Settimo album per i Neurosis e nuova evoluzione del loro stile, che in A sun that never sets li mostra (ancora una volta) come una delle band più evolute e coraggiose, arrivando a costruire arrangiamenti più vicini ad una orchestra che ad un gruppo di 5 elementi.
Ascoltatevi gli innesti di viola (eseguiti da Kris Force) di "The tide" o l'angosciante (ed interminabile) cavalcata di "Falling unknow" per capire cosa sto dicendo.
Ma la cosa che più mi ha colpito (come già anticipato nel precedente Time of grace in una traccia come "Belif") sono i momenti di positività (eehhmm...insomma....stiamo pur sempre parlando dei Neurosis...) che si incontrano man mano che il disco scorre; come se i Neurosis avessero finalmente trovato una certa pace interiore.
La produzione è nuovamente di Steve Albini che riesce ad enfatizzare maggiormente l'andamento del disco.
Inoltre la grafica del CD è eccezionale (in pieno stile dei Neurosis) e realizzata in cartoncino.
Insomma consiglio l'ascolto agli amanti del genere e (sopratutto) del gruppo.

28/11/01, Kabukiman




Continua il cammino musicale dei Neurosis, passati dall'hardcore classico dei primi dischi ad un'ormai sempre più seminale miscela di metal-core, a proprio modo psichedelico. Ormai i risultati di questo gruppo non sono molto dissimili da quelli di un'altra formazione di musica fortemente evoluta, ovvero i Tool: stessa importanza per la ripetizione, per gli allargamenti strumentali, per atmosfere pregne d'una personale spiritualità, all'interno della quale questa musica ha quasi un intento espiatorio (ebbene sì, anche nell'hardcore è possibile toccare tali sfere. Ma, se, ad esempio, quello degli Zao è un sentimento proveniente dalla fede cattolica, i Neurosis sembrano adorare un qualche proprio idolo alieno...). Là dove, però, i Tool ottengono questi risultati complicando sempre di più i propri arrangiamenti, infarcendoli, come nell'ultimo album, addirittura di tecnicismi non troppo lontani da certa musica prog, gli ultimi Neurosis procedono per sottrazione: sia attraverso passaggi inaspettatamente ancor più lievi e puliti, sia, soprattutto, attraverso crescendo e ritmi potenti ma estremamente rallentati, che creano, mediante pesanti riff, continui ed insistiti, uno spazio musicale straniante, a ben vedere fatto inaspettatamente di vuoto. Catarsi musicale.

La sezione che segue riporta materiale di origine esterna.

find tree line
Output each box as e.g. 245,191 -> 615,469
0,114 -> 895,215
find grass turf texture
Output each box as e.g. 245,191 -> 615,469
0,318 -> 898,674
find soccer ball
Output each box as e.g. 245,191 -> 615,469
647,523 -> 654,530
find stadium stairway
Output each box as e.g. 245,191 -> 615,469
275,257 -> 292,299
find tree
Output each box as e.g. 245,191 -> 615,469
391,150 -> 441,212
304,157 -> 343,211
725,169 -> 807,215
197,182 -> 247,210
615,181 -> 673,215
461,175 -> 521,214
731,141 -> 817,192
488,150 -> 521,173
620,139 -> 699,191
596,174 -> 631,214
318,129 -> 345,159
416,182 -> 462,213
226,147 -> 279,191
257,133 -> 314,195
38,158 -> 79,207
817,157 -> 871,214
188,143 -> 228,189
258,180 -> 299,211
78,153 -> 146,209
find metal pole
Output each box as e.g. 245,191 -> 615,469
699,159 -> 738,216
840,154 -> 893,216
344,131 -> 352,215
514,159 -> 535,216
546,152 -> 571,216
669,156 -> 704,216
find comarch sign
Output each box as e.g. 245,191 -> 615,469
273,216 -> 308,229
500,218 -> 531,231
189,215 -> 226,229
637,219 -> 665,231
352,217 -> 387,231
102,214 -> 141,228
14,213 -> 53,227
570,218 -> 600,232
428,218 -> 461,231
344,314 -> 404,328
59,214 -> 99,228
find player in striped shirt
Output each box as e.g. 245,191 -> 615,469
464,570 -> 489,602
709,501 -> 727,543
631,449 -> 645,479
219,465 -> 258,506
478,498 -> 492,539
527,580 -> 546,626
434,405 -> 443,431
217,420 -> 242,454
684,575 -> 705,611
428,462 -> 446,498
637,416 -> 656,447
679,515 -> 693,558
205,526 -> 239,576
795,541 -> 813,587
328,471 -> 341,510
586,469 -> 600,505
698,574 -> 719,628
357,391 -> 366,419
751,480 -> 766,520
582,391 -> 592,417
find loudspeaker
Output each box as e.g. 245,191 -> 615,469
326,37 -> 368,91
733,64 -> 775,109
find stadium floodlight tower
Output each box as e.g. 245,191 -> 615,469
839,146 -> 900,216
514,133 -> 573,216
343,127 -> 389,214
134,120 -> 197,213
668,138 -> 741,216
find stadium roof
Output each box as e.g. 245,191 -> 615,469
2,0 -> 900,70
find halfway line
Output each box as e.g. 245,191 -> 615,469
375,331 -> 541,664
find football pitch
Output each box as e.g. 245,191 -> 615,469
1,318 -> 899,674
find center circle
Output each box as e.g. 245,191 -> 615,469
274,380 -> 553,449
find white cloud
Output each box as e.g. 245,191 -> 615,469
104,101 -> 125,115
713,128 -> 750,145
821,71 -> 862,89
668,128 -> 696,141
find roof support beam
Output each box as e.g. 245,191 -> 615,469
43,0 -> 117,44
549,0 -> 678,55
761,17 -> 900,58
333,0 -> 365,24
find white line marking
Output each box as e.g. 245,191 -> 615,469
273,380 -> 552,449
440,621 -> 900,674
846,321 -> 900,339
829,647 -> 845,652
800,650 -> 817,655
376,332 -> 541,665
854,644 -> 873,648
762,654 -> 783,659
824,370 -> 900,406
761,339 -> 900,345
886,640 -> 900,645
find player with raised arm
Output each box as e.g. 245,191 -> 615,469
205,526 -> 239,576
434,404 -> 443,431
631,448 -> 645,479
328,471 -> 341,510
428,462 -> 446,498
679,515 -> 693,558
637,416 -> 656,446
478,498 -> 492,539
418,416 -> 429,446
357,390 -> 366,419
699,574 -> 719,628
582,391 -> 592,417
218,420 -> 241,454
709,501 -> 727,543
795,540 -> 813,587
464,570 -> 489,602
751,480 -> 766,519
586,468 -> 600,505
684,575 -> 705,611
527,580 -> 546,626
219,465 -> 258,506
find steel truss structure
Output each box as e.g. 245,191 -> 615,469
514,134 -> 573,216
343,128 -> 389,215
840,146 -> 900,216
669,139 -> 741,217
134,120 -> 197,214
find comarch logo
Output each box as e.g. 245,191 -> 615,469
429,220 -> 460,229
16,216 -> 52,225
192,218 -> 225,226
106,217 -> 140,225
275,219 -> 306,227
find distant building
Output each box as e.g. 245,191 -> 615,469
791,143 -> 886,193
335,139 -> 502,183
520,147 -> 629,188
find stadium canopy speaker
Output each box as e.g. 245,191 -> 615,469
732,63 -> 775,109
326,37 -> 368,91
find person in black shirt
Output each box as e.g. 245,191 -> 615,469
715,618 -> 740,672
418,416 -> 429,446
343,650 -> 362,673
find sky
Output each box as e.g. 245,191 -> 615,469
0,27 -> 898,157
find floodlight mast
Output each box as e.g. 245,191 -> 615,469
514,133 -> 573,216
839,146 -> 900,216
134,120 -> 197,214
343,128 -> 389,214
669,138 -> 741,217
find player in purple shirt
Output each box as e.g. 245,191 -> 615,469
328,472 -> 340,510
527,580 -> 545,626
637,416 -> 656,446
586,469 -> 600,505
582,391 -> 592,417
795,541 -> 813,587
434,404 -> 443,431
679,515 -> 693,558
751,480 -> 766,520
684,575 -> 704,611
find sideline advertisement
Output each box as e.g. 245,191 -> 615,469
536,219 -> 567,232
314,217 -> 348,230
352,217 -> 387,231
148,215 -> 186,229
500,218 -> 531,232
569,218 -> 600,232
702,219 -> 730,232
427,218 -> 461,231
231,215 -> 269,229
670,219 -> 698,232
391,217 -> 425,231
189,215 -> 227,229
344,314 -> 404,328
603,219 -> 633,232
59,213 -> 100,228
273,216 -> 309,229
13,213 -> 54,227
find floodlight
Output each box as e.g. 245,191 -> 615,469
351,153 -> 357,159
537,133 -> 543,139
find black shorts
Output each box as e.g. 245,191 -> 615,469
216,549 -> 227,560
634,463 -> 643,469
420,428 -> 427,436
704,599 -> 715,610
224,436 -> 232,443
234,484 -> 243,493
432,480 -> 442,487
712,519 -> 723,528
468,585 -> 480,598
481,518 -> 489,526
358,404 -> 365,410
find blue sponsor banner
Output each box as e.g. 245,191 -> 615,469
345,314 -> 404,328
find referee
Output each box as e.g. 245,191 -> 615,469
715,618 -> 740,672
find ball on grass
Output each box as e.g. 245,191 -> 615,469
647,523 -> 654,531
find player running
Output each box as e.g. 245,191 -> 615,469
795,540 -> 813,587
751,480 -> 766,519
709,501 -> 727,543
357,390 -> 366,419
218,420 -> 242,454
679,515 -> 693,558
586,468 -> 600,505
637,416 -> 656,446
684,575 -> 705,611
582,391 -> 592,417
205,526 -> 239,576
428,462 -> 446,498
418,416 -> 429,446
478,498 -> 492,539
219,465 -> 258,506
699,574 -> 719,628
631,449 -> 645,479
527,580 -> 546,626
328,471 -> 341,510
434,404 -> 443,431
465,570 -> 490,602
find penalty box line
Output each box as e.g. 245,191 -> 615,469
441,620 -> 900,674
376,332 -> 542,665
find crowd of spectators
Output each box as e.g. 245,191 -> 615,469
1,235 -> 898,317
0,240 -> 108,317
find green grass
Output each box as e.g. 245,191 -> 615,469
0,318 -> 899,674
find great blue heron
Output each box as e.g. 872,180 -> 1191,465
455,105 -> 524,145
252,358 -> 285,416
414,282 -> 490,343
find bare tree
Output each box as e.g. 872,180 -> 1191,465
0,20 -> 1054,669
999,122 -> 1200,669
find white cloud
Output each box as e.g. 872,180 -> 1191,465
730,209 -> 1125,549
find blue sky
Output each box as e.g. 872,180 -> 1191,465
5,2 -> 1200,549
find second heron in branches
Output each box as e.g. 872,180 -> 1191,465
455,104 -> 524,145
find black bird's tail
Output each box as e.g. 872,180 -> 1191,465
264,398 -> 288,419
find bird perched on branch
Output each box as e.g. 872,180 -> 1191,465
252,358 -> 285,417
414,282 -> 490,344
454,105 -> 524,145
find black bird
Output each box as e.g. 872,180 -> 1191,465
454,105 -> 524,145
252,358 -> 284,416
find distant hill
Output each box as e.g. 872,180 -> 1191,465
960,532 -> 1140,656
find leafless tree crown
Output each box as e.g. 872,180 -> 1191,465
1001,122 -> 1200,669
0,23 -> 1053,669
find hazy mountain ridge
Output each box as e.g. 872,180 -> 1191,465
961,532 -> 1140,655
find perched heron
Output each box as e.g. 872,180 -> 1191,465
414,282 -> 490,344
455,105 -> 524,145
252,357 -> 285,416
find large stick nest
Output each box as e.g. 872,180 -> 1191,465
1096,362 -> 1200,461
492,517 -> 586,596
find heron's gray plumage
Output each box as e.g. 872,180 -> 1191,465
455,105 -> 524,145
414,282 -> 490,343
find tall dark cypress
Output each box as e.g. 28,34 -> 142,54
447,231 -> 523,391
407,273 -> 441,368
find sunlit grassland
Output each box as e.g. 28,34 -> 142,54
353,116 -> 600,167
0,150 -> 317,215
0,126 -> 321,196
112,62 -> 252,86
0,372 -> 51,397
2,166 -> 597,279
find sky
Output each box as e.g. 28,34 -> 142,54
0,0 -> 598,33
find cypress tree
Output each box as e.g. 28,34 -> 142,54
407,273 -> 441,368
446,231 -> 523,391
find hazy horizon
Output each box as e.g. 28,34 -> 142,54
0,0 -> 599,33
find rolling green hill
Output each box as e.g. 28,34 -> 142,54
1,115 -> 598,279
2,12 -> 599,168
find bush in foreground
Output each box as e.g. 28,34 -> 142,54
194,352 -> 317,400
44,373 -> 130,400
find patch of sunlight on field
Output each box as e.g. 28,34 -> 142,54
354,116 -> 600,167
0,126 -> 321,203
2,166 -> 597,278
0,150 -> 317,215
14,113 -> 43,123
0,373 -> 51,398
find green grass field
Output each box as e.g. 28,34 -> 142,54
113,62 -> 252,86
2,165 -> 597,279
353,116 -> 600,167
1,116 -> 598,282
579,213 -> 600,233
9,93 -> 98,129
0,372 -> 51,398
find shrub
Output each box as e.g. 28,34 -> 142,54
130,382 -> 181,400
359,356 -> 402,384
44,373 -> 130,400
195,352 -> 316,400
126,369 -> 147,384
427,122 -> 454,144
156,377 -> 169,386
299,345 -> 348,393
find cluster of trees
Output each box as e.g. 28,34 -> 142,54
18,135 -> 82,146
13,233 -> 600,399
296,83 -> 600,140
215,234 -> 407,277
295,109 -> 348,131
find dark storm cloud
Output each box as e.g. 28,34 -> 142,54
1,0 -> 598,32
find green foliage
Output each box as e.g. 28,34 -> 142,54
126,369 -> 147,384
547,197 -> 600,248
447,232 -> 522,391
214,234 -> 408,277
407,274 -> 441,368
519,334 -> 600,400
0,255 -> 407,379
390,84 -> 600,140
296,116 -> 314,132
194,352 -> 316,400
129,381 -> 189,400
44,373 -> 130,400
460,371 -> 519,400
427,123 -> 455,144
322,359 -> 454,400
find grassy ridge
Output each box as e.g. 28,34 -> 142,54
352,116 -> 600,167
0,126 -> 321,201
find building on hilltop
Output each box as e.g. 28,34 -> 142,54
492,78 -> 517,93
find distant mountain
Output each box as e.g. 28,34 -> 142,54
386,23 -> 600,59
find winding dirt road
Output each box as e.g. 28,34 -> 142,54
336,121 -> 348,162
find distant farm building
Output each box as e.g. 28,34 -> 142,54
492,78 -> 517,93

Né è un esempio perfetto la seconda traccia di questo cd, il cui incipit (nella conclusione variato dalle distorsioni) è l'esatta continuazione di quanto fatto da Steve Von Till nel suo recente album solista, disco che si pone come corollario necessario per comprendere in maniera ancora più approfondita il credo dei Neurosis (anche se - i fan sono avvertiti - gli stessi risultati sono ottenuti con una musica diversa, di base folk minimale: come se Tom Waits fosse cresciuto ascoltando gli Smog).
Anche se quella dei Neurosis è una musica fortemente riconoscibile, riesce a non scadere mai nella maniera grazie a continue microvariazioni e a soluzioni diverse per ogni pezzo. Ecco quindi che in quest'album è possibile ascoltare, oltre a ciò descritto sopra, le tastiere che acquistano importanza nell'epica "From the Hill", la polifonia vocale (ovviamente le voci sono urlate...) del finale a cappella di "Falling Unknown", la nenia giapponese (un kabuki del dopo bomba?) di "From where its Roots Run", l'imprevista melodia della conclusiva "Stones from the sky", impossibile da spezzarsi - si direbbe - se non attraverso un difetto fisico del cd, e così via.
In mezzo, molto altro, che più che descritto andrebbe semplicemente ascoltato.
Apocalittici, ha detto qualcuno. Epocali, suggerisco io.